さっさと嫌いになってくれ〜アイドルオーディションで嫌われたい男装美少女、なぜか姫ポジ獲得?!〜



「He hates me. If you want someone to ask him, try Eisuke or somebody. He’d be way better than me.(俺、嫌われてるんです。頼むなら栄輔とか、もっと適任の人に頼んでください。俺より絶対そっちの方がいい)」  


それだけ言って、これで話は終わりだとでも言うようにジュースへ口をつけようとする私。

けれど。


「No. I’m telling you, Sho likes you.(いいや断言する。

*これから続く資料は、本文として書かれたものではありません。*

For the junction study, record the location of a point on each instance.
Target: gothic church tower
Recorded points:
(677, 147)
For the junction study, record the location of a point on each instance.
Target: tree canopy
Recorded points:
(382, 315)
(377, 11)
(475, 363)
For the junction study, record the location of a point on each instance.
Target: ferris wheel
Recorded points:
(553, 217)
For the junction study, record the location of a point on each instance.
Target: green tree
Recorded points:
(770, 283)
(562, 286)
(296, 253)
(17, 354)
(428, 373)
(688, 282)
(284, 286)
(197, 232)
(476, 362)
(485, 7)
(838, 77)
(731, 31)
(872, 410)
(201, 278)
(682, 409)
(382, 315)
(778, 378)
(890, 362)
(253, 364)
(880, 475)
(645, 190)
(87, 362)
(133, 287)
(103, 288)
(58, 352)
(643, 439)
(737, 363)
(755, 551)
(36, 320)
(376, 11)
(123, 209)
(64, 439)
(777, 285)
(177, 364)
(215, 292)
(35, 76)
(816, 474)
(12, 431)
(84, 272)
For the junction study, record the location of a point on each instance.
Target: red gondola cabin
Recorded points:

翔はお前のことを好いている)」

「ゲホッ!」


またもやとんでもないことを言い出したローガンに、思わず盛大にむせ返ってしまった。


……だから、どこをどう見たらそうなるんですかって!


たまに気まぐれで優しくされることはあるとはいえ、基本怒られてばっかりだし、なんなら早く落ちてくれとまで願われているのに。

私はなんとか誤解を解こうと、使える英語を全部使って反論する。


「I don't know what gave you that idea, but there’s absolutely no way he──(何を勘違いしてるのか知りませんけど、絶対にそんなことは──)」

「I can tell by the way he looks at you. I’ve known him for years. I know.(目を見れば分かる。長年の付き合いの俺が言うんだから間違いない)」

「That’s way too subjective!(根拠が感覚的すぎます!!)」


──と。

そんなこんなで、それから数分間、私はローガンと聞ける聞けないの押し問答を繰り広げる羽目になった。